As a food additive, azodicarbonamide is used as a flour bleaching agent and a dough conditioner. [7] It reacts with wet flour as an oxidizing agent. [8] The main reaction product is diurea, which is stable during baking. [8] Secondary reaction products include semicarbazides and urethanes. [7] It is known by the E number E927. Many restaurants in the US fast food industry have removed the additive in response to negative publicity.
In a 1999 report, the World Health Organization linked exposure to azodicarbonamide in workplaces where azodicarbonamide was produced or handled in raw form to "respiratory problems, allergies and asthma." Available data are limited to these occupational settings.

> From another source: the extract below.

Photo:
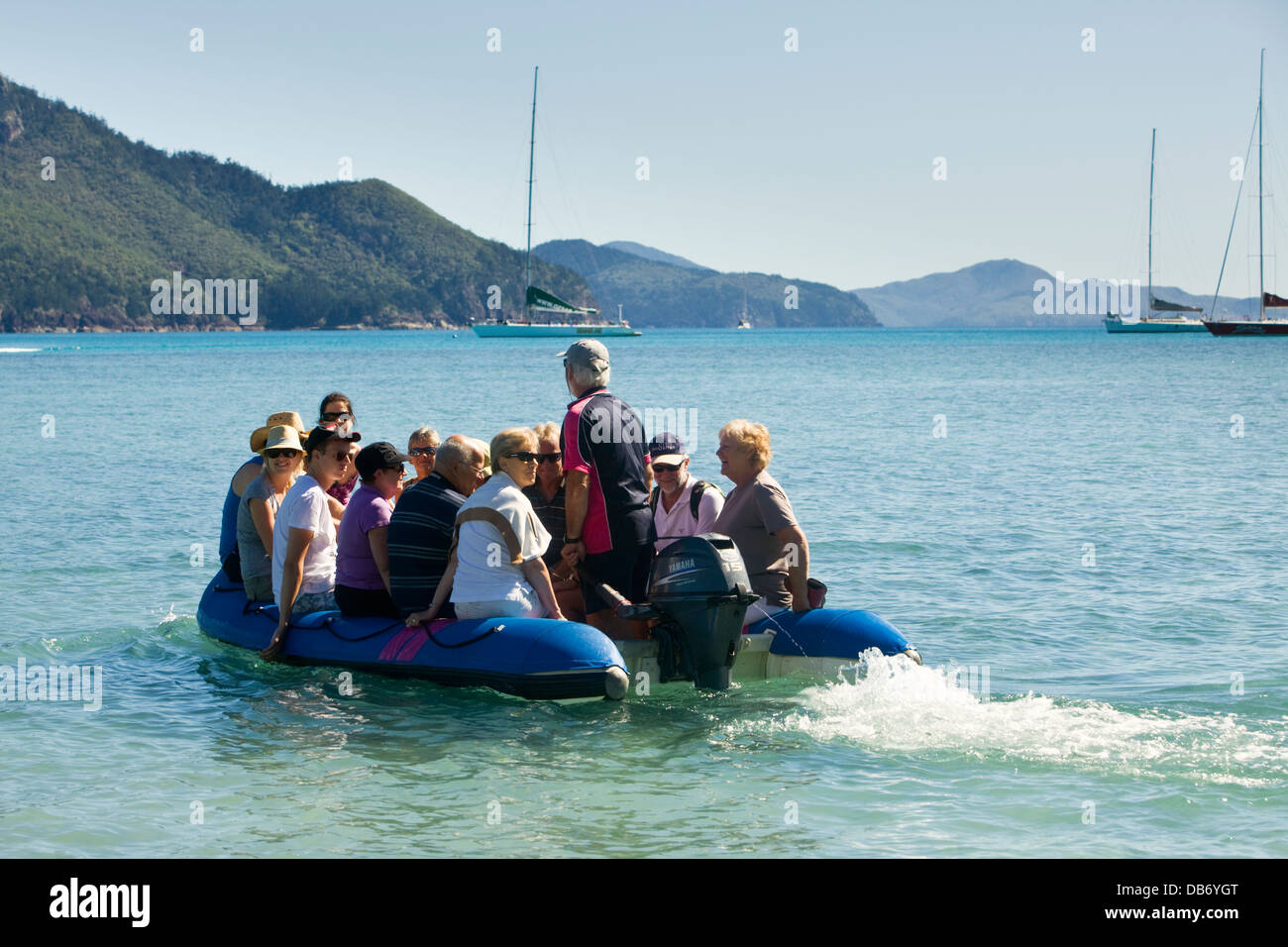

Public exposure to azodicarbonamide could not be assessed due to lack of available data. [10] The World Health Organization concluded that "the level of risk is uncertain; therefore, the level of exposure should be kept as low as possible".
In the UK, the Health and Safety Executive has identified azodicarbonamide as a respiratory sensitizer (may cause asthma) in the workplace environment and determined that its containers should be labeled "may cause sensitization by inhalation". [11] Azodicarbonamide was added to the REACH Regulation Candidate List of Substances of Very High Concern in 2012 due to its respiratory sensitizing properties.
As of February 2021, AW continues to use an unspecified amount ("less than 2%) of azodicarbonamide in its standard hamburger compared to direct competitors such as Wendy's that have phased out the ingredient.